Analysis of programming properties and the row–column generation method for 1-norm support vector machines

doi:10.1016/j.neunet.2013.07.005

Neural Networks

Volume 48, December 2013, Pages 32-43

https://doi.org/10.1016/j.neunet.2013.07.005 Get rights and content

Abstract

This paper deals with fast methods for training a 1-norm support vector machine (SVM). First, we define a specific class of linear programming with many sparse constraints, i.e., row–column sparse constraint linear programming (RCSC-LP). In nature, the 1-norm SVM is a sort of RCSC-LP. In order to construct subproblems for RCSC-LP and solve them, a family of row–column generation (RCG) methods is introduced. RCG methods belong to a category of decomposition techniques, and perform row and column generations in a parallel fashion. Specially, for the 1-norm SVM, the maximum size of subproblems of RCG is identical with the number of Support Vectors (SVs). We also introduce a semi-deleting rule for RCG methods and prove the convergence of RCG methods when using the semi-deleting rule. Experimental results on toy data and real-world datasets illustrate that it is efficient to use RCG to train the 1-norm SVM, especially in the case of small SVs.

Introduction

It is known that the introduction of the hinge loss into standard support vector machine (SVMs) can lead to a sparse model representation (Girosi, 1998, Steinwart, 2003).

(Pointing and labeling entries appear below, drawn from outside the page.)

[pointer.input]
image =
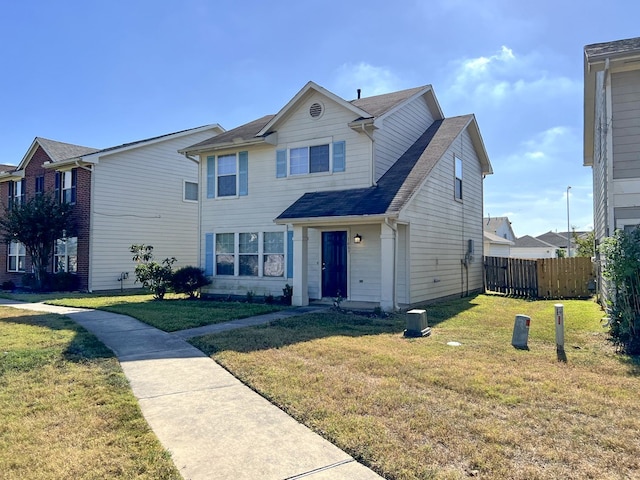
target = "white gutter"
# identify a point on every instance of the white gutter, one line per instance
(394, 226)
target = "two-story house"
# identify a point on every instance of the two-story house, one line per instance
(377, 199)
(139, 192)
(612, 133)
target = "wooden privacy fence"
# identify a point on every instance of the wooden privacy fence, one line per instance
(540, 278)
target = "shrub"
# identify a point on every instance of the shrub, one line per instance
(63, 282)
(152, 275)
(621, 267)
(189, 280)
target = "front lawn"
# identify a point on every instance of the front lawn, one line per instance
(66, 410)
(419, 408)
(171, 314)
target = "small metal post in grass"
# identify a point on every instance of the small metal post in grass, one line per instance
(559, 327)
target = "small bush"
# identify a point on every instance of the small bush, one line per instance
(152, 275)
(189, 280)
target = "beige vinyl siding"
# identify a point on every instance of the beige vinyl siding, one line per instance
(269, 196)
(602, 159)
(398, 132)
(442, 226)
(138, 198)
(364, 262)
(625, 87)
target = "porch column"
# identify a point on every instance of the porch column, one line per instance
(387, 267)
(300, 258)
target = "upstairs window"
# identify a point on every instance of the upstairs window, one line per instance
(309, 160)
(16, 192)
(66, 184)
(305, 160)
(458, 179)
(66, 255)
(190, 191)
(228, 175)
(16, 257)
(39, 185)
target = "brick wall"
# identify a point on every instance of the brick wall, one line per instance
(80, 215)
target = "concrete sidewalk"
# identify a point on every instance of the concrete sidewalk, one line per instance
(214, 426)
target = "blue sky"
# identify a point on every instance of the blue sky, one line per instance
(103, 73)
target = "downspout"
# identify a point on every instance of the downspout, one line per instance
(200, 192)
(373, 154)
(394, 227)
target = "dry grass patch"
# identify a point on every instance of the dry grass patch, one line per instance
(66, 410)
(418, 408)
(171, 314)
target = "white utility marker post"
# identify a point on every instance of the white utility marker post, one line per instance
(559, 326)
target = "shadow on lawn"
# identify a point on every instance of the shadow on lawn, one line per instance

In least absolute shrinkage and selection operator (LASSO) (Efron et al., 2004, Tibshirani, 1996, Tibshirani, 1997) and basis pursuit (BP) methods (Mallat and Zhang, 1993, Smola and Bartlett, 2001, Smola and Schölkopf, 2000, Vincent and Bengio, 2002), the 1-norm regularization penalty as a substitution of the 0-norm regularization penalty can also induce a sparse solution. The 1-norm SVM minimizes the weighted combination with the hinge loss and the 1-norm regularization penalty so that the 1-norm SVM is expected to have a much better sparseness. Zhang and Zhou (2010) showed that the number of non-zero coefficients in the 1-norm SVM model is no more than that of exact support vectors (ESVs) which are only a part of support vectors (SVs). ESVs are some samples where the multiplication of their labels and the corresponding outputs of a hypothesis function equals 1. Of course, the number of non-zero coefficients in the standard SVM equals that of SVs (Girosi, 1998, Steinwart, 2003). Other experiential evidence for the sparsity of the 1-norm SVM has been reported in the literature (Bi et al., 2005, Natsoulis et al., 2005, Stoeckel and Fung, 2007, Zhang et al., 2006). The sparsity can not only obviously improve the test speed but also lead to good generalization performance. Demiriz, Bennett, and Shawe-Taylor (2002) showed that the 1-norm soft margin error rule employed by the 1-norm SVM is related to the generalization error bound. From the point of view of statistical learning theory, the weighted summation of the 1-norm penalty and the hinge loss also constitutes a structural risk in which the 1-norm penalty plays an important role in controlling the capacity of the 1-norm SVM (Floyd and Marmuth, 1995, Graepel and Shawe-Taylor, 2000, Vapnik, 1998, Vapnik, 1999). Therefore the 1-norm SVM usually has a comparable generalization performance to standard SVMs. As a result of the sparsity, the linear 1-norm SVM can be used as a feature (or variable) selectors, and the kernel 1-norm SVM as a basis function selector (Bi, Bennett, Embrechts, Breneman, & Song, 2003).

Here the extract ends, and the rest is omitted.